AXIOM 5.2. (Convexity [Kifer and Lin 2012]). If \(M_1\) and \(M_2\) satisfy a privacy definition, and \(p \in [0, 1]\), then the algorithm \(M_p\) which runs M1 with probability \(p\) and \(M_2\) with probability \(1 - p\) should also satisfy the privacy definition.

As written, the above has a problem: it does not state that \(p\) must be chosen independently of the data (Kifer and Lin do state this in the citation above, albeit only in a parenthesis). To see why stating the source of randomness is truly central to the application of this axiom, consider the following scenario.

First, let \(M\) be a randomized query response algorithm returning an integer, satisfying privacy definition \(P\). Now assume that post-processing the output of \(M\) by a non-secret algorithm \(f\) satisfies \(P\) as well. This is not hard to agree to, as \(f\) is not secret, any recipient of \(M\)’s output can apply \(f\) themselves. Now, let \(f\) encode its input as a character string, \(M_1 = M\), and \(M_2 = f \circ M\). We now have that both \(M_1\) and \(M_2\) satisfy \(P\).
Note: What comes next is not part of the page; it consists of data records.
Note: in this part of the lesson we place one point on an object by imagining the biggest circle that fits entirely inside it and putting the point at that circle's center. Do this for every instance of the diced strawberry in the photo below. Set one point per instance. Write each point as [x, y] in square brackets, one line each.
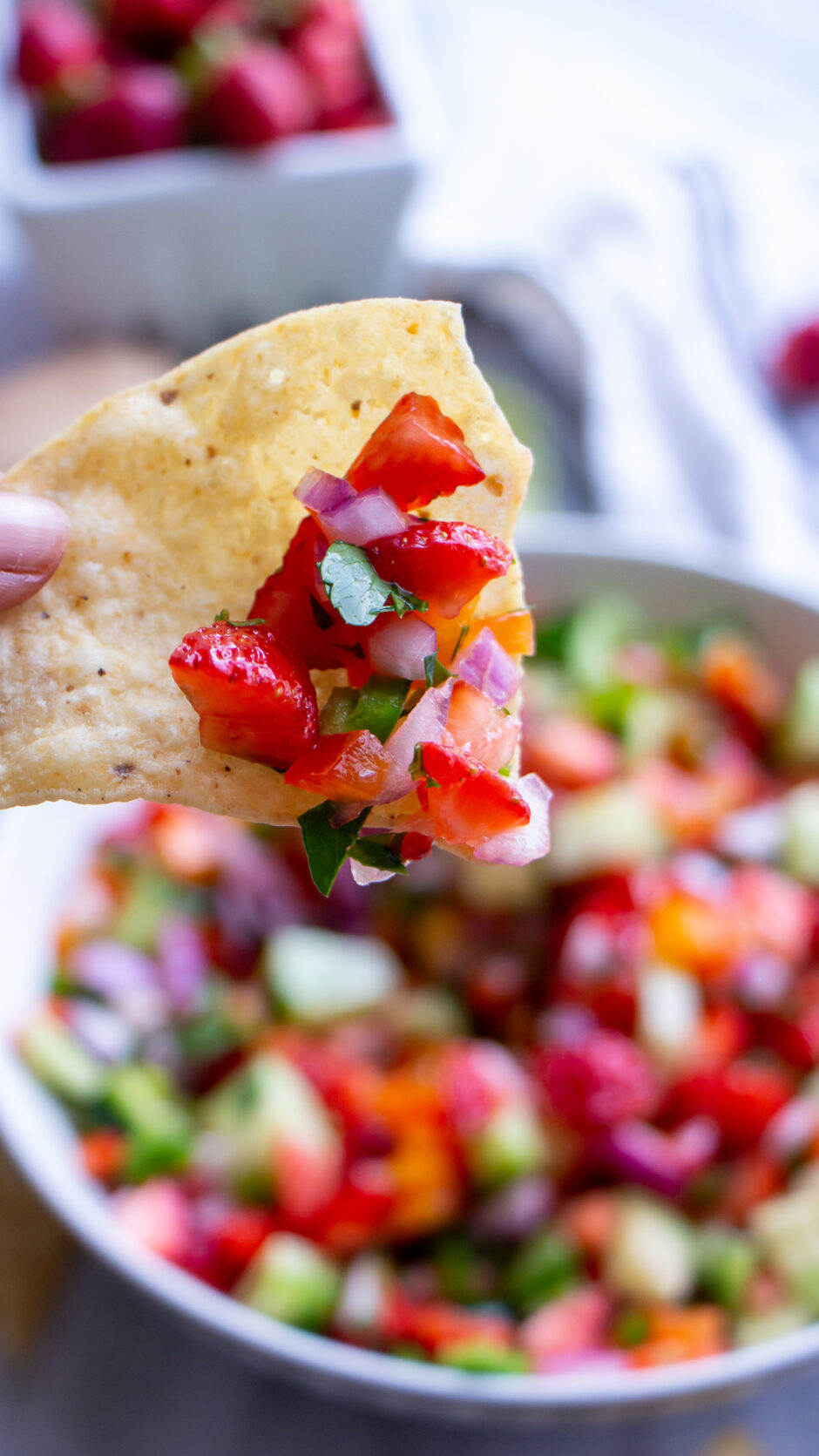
[416, 455]
[599, 1082]
[154, 25]
[443, 562]
[57, 41]
[741, 1098]
[141, 108]
[158, 1215]
[343, 766]
[569, 752]
[779, 911]
[466, 801]
[573, 1323]
[254, 701]
[258, 95]
[477, 727]
[288, 601]
[795, 371]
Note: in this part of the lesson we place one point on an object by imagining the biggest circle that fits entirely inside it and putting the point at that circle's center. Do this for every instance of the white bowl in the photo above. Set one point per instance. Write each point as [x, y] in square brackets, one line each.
[198, 243]
[39, 854]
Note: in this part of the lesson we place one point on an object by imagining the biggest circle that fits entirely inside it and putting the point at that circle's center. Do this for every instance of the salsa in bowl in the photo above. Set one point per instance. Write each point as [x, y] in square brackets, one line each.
[554, 1121]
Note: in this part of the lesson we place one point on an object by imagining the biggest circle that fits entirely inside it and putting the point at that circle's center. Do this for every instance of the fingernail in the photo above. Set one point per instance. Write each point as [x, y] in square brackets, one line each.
[34, 532]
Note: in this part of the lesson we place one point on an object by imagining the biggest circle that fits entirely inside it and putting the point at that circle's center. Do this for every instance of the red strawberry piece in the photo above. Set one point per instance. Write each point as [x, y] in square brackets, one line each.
[416, 455]
[57, 39]
[258, 95]
[466, 801]
[254, 701]
[347, 768]
[332, 54]
[154, 25]
[290, 603]
[443, 562]
[140, 110]
[795, 370]
[599, 1082]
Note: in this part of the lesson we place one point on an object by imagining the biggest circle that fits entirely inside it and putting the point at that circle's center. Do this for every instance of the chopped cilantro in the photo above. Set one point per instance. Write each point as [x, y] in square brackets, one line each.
[251, 622]
[355, 588]
[436, 672]
[328, 845]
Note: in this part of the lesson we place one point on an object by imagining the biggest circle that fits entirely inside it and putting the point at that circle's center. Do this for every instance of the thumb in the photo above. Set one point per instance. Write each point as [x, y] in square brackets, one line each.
[34, 532]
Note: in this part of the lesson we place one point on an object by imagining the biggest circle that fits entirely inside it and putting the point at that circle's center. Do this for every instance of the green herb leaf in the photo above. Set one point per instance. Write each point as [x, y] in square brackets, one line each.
[436, 672]
[380, 852]
[355, 588]
[328, 845]
[251, 622]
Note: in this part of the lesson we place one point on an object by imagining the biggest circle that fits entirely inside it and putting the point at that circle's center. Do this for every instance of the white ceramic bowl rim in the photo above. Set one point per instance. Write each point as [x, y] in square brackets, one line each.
[367, 1375]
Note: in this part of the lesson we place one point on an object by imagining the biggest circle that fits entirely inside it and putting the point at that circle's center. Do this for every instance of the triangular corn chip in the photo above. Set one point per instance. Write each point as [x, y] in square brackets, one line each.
[180, 503]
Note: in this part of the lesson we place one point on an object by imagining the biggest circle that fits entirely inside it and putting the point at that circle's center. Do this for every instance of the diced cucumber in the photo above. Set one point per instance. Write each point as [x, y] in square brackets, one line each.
[482, 1358]
[61, 1061]
[755, 1330]
[543, 1269]
[594, 635]
[603, 829]
[291, 1280]
[652, 1252]
[669, 1006]
[801, 730]
[319, 978]
[258, 1110]
[159, 1128]
[725, 1263]
[512, 1143]
[801, 850]
[652, 721]
[788, 1229]
[150, 897]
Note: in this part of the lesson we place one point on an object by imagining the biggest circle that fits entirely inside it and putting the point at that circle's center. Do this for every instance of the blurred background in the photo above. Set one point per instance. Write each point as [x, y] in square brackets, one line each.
[626, 200]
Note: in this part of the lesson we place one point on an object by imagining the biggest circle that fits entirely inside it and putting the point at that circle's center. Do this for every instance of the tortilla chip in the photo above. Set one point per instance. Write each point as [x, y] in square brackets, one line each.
[180, 499]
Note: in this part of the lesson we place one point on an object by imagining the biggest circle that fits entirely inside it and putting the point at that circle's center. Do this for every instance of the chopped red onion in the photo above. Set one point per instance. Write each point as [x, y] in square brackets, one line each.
[399, 646]
[347, 514]
[488, 666]
[427, 722]
[762, 980]
[182, 965]
[519, 846]
[515, 1210]
[111, 969]
[792, 1130]
[369, 876]
[753, 833]
[101, 1030]
[322, 492]
[369, 516]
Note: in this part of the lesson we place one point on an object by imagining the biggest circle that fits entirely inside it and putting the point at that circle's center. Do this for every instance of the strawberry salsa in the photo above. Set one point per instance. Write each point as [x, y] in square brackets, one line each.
[389, 597]
[505, 1120]
[118, 78]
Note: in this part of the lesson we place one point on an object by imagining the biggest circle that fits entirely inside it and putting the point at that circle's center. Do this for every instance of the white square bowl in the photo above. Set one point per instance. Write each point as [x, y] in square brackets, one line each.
[198, 243]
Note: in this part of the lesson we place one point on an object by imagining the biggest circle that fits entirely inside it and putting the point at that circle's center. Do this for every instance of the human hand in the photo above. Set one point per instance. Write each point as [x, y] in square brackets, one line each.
[34, 532]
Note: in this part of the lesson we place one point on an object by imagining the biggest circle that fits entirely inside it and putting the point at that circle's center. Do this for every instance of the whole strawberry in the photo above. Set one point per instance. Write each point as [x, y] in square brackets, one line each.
[141, 108]
[255, 95]
[58, 41]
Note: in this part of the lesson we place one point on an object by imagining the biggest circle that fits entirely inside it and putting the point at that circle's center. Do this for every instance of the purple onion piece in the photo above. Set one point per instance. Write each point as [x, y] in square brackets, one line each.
[515, 1210]
[488, 666]
[322, 492]
[400, 644]
[182, 965]
[521, 846]
[425, 724]
[365, 518]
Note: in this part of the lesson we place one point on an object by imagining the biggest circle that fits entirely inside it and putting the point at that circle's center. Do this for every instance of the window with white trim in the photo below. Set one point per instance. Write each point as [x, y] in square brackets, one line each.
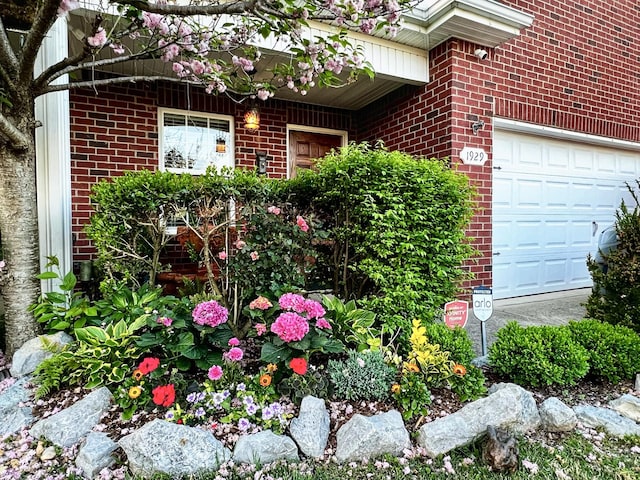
[190, 142]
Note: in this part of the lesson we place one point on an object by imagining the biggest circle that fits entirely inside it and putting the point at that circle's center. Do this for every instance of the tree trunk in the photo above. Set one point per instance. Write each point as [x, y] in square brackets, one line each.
[19, 236]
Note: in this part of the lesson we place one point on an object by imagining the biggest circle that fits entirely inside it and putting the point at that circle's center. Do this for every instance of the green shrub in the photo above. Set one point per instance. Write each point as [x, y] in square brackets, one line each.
[453, 340]
[398, 228]
[361, 376]
[470, 385]
[615, 297]
[613, 350]
[538, 355]
[296, 387]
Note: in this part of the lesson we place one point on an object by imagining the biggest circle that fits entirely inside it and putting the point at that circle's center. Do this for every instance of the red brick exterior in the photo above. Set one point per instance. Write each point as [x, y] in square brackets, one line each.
[577, 68]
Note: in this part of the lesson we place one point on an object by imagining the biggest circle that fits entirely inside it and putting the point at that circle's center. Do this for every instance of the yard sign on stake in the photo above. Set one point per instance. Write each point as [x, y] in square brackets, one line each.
[482, 299]
[456, 313]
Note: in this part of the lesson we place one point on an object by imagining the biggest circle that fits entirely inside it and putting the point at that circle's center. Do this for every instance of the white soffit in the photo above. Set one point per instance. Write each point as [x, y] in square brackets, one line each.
[485, 22]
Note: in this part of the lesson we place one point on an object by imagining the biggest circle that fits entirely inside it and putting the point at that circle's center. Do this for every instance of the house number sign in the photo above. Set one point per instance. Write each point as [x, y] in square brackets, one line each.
[473, 156]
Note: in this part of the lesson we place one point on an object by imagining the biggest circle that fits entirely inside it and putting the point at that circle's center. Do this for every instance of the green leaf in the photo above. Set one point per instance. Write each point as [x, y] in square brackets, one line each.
[120, 329]
[68, 282]
[91, 335]
[47, 276]
[273, 354]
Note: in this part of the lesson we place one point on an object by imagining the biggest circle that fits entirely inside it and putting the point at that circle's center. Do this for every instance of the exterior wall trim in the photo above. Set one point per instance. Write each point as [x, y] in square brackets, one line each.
[532, 129]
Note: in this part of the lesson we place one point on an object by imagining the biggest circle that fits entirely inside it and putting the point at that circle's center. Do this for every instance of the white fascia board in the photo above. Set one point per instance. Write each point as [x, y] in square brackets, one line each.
[388, 58]
[429, 11]
[562, 134]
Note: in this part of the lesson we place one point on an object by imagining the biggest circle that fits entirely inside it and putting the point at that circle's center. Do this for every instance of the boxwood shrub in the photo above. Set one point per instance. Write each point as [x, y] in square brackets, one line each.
[614, 350]
[538, 355]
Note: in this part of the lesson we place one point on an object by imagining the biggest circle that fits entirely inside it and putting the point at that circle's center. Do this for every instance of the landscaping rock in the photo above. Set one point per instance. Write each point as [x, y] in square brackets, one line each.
[509, 407]
[310, 429]
[264, 447]
[368, 437]
[627, 405]
[612, 422]
[70, 425]
[95, 454]
[13, 414]
[500, 450]
[32, 353]
[556, 416]
[165, 448]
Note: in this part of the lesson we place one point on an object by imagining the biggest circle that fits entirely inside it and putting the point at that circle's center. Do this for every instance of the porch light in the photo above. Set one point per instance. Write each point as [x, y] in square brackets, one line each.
[252, 119]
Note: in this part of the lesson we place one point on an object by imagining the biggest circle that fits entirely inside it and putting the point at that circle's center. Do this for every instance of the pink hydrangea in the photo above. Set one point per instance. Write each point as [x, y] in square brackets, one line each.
[313, 309]
[215, 372]
[292, 301]
[302, 224]
[210, 313]
[166, 321]
[235, 354]
[260, 303]
[322, 323]
[290, 327]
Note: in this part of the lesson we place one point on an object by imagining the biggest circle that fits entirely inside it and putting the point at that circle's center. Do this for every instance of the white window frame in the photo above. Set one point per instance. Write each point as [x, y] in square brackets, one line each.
[217, 159]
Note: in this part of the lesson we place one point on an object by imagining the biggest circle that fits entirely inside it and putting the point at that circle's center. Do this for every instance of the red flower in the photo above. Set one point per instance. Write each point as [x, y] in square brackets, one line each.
[164, 395]
[148, 365]
[298, 365]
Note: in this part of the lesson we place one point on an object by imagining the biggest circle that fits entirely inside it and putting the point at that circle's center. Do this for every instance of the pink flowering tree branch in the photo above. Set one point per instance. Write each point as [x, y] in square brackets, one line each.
[215, 43]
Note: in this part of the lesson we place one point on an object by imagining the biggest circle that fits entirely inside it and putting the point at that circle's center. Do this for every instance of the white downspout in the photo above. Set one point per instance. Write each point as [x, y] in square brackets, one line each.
[53, 159]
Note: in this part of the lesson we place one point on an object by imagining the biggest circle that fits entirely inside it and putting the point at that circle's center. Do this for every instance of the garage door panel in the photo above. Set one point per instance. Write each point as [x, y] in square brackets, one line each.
[549, 210]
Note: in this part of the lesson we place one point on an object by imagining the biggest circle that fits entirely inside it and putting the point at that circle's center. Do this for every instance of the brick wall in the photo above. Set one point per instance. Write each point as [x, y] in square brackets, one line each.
[435, 122]
[116, 129]
[576, 68]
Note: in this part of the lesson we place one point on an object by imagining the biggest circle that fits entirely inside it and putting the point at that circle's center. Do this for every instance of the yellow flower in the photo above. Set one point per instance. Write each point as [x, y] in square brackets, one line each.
[418, 334]
[272, 367]
[411, 367]
[459, 370]
[134, 392]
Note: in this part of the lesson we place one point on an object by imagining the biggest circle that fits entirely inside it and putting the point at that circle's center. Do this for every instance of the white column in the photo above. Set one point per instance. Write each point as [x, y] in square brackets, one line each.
[53, 157]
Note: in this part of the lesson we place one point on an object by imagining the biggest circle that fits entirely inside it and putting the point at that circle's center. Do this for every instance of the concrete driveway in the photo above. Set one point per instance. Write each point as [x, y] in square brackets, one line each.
[546, 309]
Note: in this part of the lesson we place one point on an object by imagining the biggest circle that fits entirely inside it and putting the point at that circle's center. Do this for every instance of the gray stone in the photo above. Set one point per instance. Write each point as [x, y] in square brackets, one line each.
[48, 453]
[70, 425]
[627, 405]
[13, 414]
[509, 407]
[368, 437]
[612, 422]
[33, 352]
[556, 416]
[165, 448]
[481, 362]
[310, 429]
[95, 453]
[264, 447]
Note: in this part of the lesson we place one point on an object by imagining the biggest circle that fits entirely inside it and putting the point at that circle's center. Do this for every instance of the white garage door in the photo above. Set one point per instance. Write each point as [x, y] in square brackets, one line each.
[551, 200]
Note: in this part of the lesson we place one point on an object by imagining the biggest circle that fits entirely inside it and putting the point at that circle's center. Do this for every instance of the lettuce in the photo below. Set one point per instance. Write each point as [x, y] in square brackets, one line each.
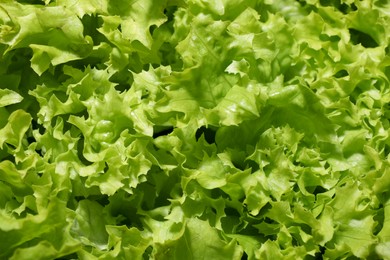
[192, 129]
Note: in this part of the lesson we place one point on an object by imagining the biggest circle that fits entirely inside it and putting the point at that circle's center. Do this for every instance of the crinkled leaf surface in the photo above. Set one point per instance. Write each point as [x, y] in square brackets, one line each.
[193, 129]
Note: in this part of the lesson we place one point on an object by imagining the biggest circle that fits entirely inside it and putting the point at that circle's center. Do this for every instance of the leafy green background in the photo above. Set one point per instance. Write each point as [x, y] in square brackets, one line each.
[194, 129]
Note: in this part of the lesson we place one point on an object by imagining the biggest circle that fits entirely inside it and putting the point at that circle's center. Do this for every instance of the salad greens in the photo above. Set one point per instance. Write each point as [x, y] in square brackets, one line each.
[194, 129]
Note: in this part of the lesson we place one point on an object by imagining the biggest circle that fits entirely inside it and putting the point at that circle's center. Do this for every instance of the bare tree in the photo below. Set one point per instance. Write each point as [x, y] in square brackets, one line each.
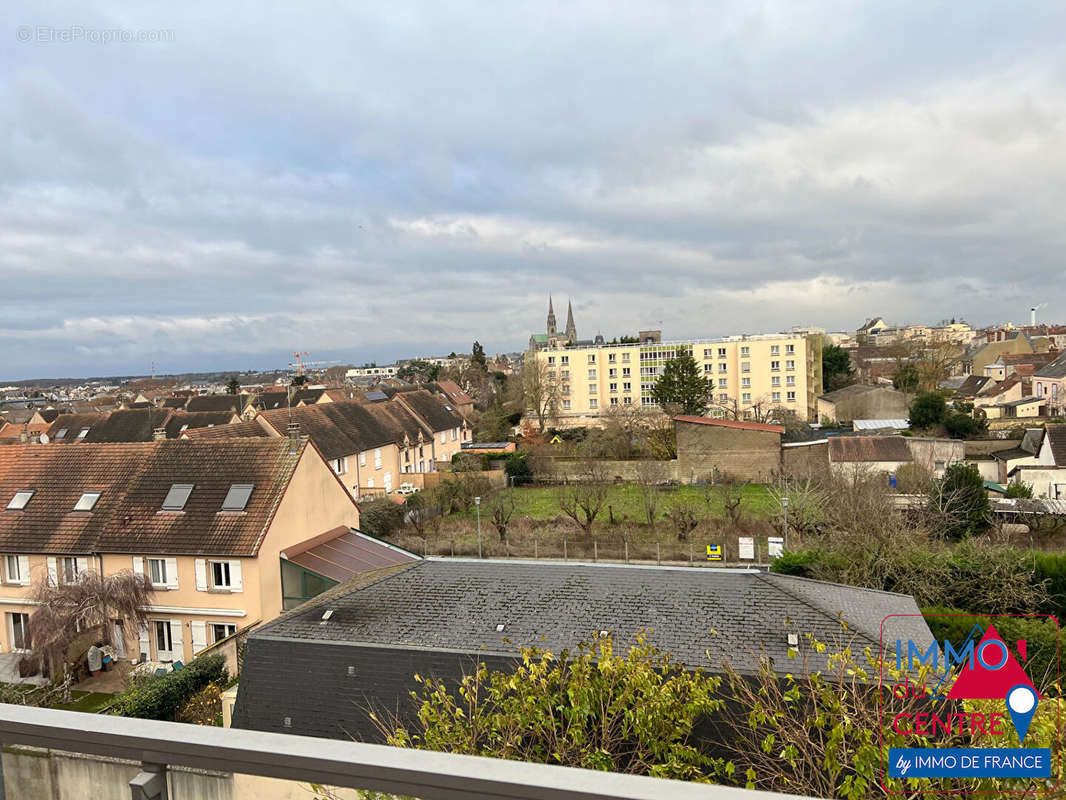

Bob works for Charlie the data curator. Now Alice comes along and queries Bob for data containing Daniel’s HIV status. Bob is in collusion with Alice to provide her with Daniel’s status, but has to prove to Charlie that any responses he gives Alice satisfy \(P\). If Charlie accepts the axiom above as written, Bob can choose \(p = 1\) if Daniel is positive, and \(p = 0\) otherwise, and still prove to Charlie that his response to Alice satisfies \(P\). This means that Alice receives an integer response if Daniel is positive and a string response otherwise, bypassing privacy protection completely.

Therefore, whenever privacy (or any other thing, for that matter) depends on randomization, one should think about, and explicitly state, the source randomness.